Well, Abraham passed the test. The test of obedience. The test of faith. And what I now also see as the child-idolatry test...
Then…
he reached out his hand and took the knife to slay his son. But the angel of the Lord called out to him from heaven, “Abraham! Abraham!”
“Here I am,” he replied.
“Do not lay a hand on the boy,” he said. “Do not do anything to him. Now I know that you fear God, because you have not withheld from me your son, your only son.”
Abraham looked up and there in a thicket he saw a ram caught by its horns. He went over and took the ram and sacrificed it as a burnt offering instead of his son (Genesis 22:10-13).
It wasn’t fully revealed to me until I wrote this post. But adoption has been my child-idolatry test (and a faith test and an obedience test and probably many other tests that I haven’t processed yet). I’ve eluded to it previously in some of my past posts that I wrote during and right after Justice’s adoption. However, it didn’t really sink in until I saw the Abraham-Isaac replay in this new perspective. The notes in my Bible seem to solidify it all: God did not want Isaac to die, but he wanted Abraham to sacrifice Isaac in his heart so it would be clear that Abraham loved God more than he loved his son. Both times with our adoptions, God has asked me to do this same thing in my heart.
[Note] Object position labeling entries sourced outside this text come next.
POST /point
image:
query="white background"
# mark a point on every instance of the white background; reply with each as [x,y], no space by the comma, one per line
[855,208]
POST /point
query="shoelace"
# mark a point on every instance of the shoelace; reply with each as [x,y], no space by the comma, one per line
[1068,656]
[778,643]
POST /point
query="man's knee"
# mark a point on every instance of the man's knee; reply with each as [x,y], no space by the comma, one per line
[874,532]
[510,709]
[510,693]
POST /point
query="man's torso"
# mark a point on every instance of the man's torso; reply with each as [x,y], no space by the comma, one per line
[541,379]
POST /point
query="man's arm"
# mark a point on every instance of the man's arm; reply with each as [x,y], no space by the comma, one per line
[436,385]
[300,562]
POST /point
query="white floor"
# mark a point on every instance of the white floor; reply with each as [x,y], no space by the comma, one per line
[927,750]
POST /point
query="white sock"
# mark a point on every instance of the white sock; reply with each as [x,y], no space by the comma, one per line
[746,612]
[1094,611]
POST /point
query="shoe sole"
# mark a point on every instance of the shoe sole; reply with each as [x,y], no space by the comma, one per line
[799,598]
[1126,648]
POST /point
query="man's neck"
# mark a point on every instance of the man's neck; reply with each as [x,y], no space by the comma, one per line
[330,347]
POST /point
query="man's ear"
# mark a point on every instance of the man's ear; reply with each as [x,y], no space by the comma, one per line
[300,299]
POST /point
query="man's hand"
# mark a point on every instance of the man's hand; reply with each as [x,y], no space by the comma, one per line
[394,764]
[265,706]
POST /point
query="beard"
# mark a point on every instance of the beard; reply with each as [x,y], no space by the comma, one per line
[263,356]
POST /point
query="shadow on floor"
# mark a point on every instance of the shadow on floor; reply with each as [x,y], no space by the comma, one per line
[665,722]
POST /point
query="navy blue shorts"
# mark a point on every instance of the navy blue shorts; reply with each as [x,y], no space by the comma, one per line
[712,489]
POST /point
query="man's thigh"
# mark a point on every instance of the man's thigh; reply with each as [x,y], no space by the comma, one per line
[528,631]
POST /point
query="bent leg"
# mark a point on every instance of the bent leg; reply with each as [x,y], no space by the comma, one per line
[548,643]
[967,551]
His Kingdom and His purposes must be of more importance to me than even my own children. And the unexpected bonus: We’ve found that obeying God by adopting orphans into our family has not hurt our own children - at all. Just the opposite - it’s blessed them (beyond measure) and shown them a living-acting faith. For that, I am thankful, and I look forward to the spiritual growth of our family continuing on by way of adoption.
So often I think we go into adoption thinking that the main point is to help change the life of an orphan. And that does happen. But what you find out by the end is that God desires to use them to change you just as much….maybe even more.
2 comments:
I think sometimes, I get really nervous when I think about and pray for our future adoption process for this very reason you just wrote about. I'm nervous, yes, sometimes even scared of what God may do in ME through our adoption. Holy buckets. Isn't that silly? I know it's for my benefit, but the possibilities of what He may have in mind sometimes gives me the willies. Thank you for this encouraging post to still just open my hands and lift them up to Him and have His way with me.
Ah yes, excellent post, thoughts, and lesson the Lord has taught you.
And I agree, adoption is not so much about the child in the long run, but about the Lord changing us into the image of His Son.